Ses connais­sances scrip­tu­raires et sa maî­trise de l’hé­breu lui assu­raient des contacts variés et confiants dans les milieux uni­ver­si­taires de la Ville Sainte : par exemple, ses rap­ports confiants avec Meir Bar Asher, pro­fes­seur de lit­té­ra­ture arabe au mont Sco­pus (uni­ver­si­té hébraïque de Jéru­sa­lem) qui pro­non­ça une orai­son funèbre à l’en­ter­re­ment de Fran­çois au couvent Saint-Étienne à Jéru­sa­lem le 5 jan­vier 2000.

 » Rab­bi Ya’a­qov disait : le monde pré­sent res­semble à un ves­ti­bule qui pré­cède le monde à venir. Pré­pare-toi dans le ves­ti­bule afin de pou­voir entrer dans le palais.

Cette sen­tence des Maximes des Pères de la Mich­na compte par­mi les textes que Fran­çois affec­tion­nait par­ti­cu­liè­re­ment, et l’ac­com­pa­gna en per­ma­nence durant sa vie spi­ri­tuelle. Le texte hébraïque de cette maxime, qu’il avait accro­ché au-des­sus de son lit au couvent Saint-Étienne de Jéru­sa­lem, accueillait le visi­teur dès qu’il entrait dans sa chambre. Ce texte l’ac­com­pa­gna éga­le­ment au couvent des Frères de Saint-Jean à Rimont où il a vécu ses dix der­nières années. Tous ceux qui ont connu Fran­çois de près l’ont sou­vent enten­du men­tion­ner cet ensei­gne­ment et savent comme il aimait à dis­cu­ter ain­si du rap­port qu’il per­ce­vait entre le ves­ti­bule et le palais.

En 1976, notre ren­contre a été le germe d’une ami­tié extra­or­di­naire, le début d’un dia­logue intel­lec­tuel et spi­ri­tuel non inter­rom­pu, dont j’es­père avoir un jour l’oc­ca­sion de racon­ter sa pro­fon­deur et sa richesse. Plu­sieurs aspects de ce grand homme que fut Fran­çois seront gar­dés dans le cœur de tous ceux qui l’ont connu de près – son éru­di­tion, sa morale, sa modes­tie, son amour pour le pro­chain, et cha­cun était ce prochain.
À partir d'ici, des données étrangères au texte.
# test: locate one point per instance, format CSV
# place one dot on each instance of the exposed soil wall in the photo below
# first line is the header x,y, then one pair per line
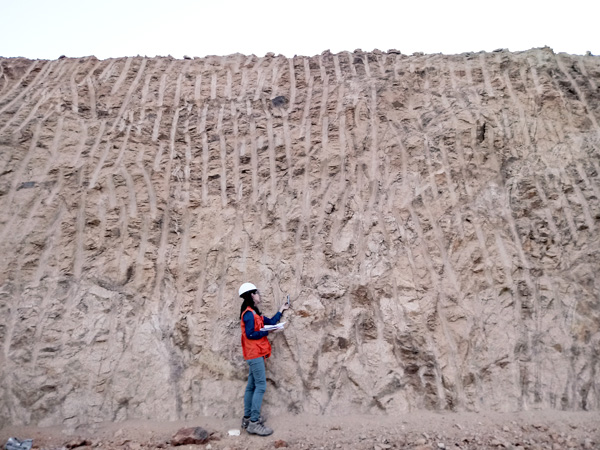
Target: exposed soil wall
x,y
434,218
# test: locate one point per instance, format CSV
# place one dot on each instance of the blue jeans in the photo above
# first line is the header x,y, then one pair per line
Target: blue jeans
x,y
255,390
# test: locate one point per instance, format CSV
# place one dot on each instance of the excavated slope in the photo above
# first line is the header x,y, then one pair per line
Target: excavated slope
x,y
434,218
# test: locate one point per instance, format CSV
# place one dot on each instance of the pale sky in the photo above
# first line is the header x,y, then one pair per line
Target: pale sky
x,y
47,29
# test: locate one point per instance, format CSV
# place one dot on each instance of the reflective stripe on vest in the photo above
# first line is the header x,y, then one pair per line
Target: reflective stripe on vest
x,y
255,348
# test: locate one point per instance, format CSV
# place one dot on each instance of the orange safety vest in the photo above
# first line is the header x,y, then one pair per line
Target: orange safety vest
x,y
255,348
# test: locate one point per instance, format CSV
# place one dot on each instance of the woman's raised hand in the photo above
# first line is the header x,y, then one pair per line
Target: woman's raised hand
x,y
284,306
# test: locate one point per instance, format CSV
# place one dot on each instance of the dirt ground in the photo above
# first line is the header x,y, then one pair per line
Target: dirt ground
x,y
416,430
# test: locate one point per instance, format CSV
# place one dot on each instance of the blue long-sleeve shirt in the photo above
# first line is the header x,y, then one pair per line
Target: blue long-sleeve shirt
x,y
249,324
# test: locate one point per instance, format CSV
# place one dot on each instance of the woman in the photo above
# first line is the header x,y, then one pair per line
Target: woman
x,y
256,348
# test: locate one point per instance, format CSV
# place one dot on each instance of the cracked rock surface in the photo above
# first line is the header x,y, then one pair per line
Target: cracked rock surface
x,y
435,220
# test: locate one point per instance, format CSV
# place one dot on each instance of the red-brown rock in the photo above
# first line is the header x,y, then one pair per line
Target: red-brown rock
x,y
187,436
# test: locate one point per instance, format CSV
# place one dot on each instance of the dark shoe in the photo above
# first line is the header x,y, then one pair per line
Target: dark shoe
x,y
246,421
259,429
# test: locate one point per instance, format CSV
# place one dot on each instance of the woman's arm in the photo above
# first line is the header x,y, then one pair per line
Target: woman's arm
x,y
249,327
277,317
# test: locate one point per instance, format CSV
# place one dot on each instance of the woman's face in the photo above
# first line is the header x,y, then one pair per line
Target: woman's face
x,y
256,298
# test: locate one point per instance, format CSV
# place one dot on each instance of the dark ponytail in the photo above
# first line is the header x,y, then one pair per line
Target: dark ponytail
x,y
248,302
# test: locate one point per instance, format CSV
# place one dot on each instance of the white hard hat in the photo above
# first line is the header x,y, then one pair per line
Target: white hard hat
x,y
247,287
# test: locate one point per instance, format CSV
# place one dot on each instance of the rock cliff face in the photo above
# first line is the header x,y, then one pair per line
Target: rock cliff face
x,y
434,218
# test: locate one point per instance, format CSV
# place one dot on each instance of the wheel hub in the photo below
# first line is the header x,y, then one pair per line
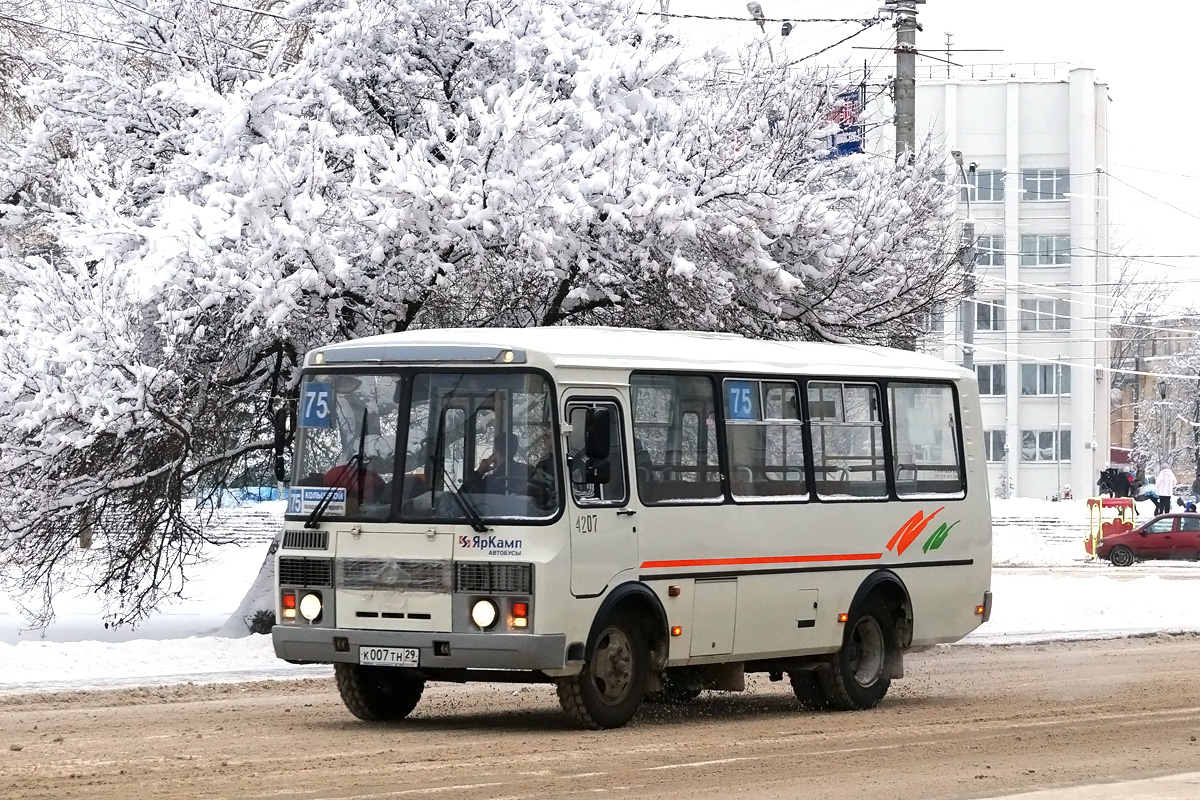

Fran­çois, tant que je me trou­ve­rai dans ce ves­ti­bule, je gar­de­rai dans mon esprit et mon cœur tous ces aspects de ta per­son­na­li­té, mais plus que tout, je me sou­vien­drai de toi, mon cher ami, par l’in­ter­mé­diaire des dizaines de textes que nous avons lus et médi­tés ensemble, et plus par­ti­cu­liè­re­ment les textes de prières, les poèmes litur­giques, dont nous avions en com­mun la pas­sion de lire et de médi­ter. C’é­taient des textes juifs, aus­si bien que chré­tiens et musul­mans. Au-delà de toutes tes qua­li­tés spi­ri­tuelles et morales, tu as été un homme de prières. »

Fran­çois quit­ta le » ves­ti­bule » le 18 décembre 1999 à Rimont.

Le scrip­teur sol­li­cite l’in­dul­gence pour l’or­don­nance de ce texte et de ses citations.